Hay una entrada del Guinness que reconoce a algo que no existe: la isla fantasma que permaneció más tiempo en los mapas. Se trata de Bermeja, dibujada a partir del siglo XVI a algo más de cien kilómetros de la península del Yucatán. Los exploradores y geógrafos señalaban incluso que, tal como indica su nombre, se caracterizaba por su tonalidad rojiza. Pero, en realidad, nadie la había visto jamás, y su última aparición cartográfica data de 1921: son exactamente 382 años de existencia espectral y se trata de otro récord que nadie (bueno, ninguna otra isla inventada) ha podido mejorar desde la primera entrega del Guinness. Todavía en 2009, por cierto, se montaron en México expediciones oficiales de exploración para comprobar si Bermeja había existido de verdad alguna vez.

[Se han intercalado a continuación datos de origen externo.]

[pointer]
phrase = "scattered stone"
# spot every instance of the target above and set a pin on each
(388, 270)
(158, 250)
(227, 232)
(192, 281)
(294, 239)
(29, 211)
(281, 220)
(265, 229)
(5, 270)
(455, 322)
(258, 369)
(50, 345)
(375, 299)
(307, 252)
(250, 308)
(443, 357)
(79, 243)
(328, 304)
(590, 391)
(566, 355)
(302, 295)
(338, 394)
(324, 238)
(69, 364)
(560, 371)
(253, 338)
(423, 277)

Pagodas, dibujos animados y plátanos

Hay récords que parecen garantizados a perpetuidad. Ahí está, por ejemplo, la pagoda de madera más alta, la de Sakyamuni, en Fogong (China), una especie de rascacielos octogonal de 67 metros construido hace 960 años sin usar metal. O ahí están los 26 'oscars' que ganó Walt Disney y que difícilmente serán alcanzados por ningún otro cineasta: el segundo en la lista es el director artístico Cedric Gibbons, que se llevó once y falleció en 1960. Es una categoría prácticamente cerrada desde que Walt recibió su última estatuilla, o más bien lo hicieron sus herederos, ya que la ganó de manera póstuma en 1969. A ver, señores y señoras de Guinness World Records, ¿no tendrán en su catálogo de récords duraderos alguno que guarde relación con España? «¡Claro que sí!», asegura una portavoz, y se pone a buscar. «¿Qué tal este?». La piña más grande de plátanos se recogió en 2001 en la isla de El Hierro. Era un colosal racimo de 473 frutos que pesaba 130 kilos y que, en estas dos décadas, no ha tenido rival.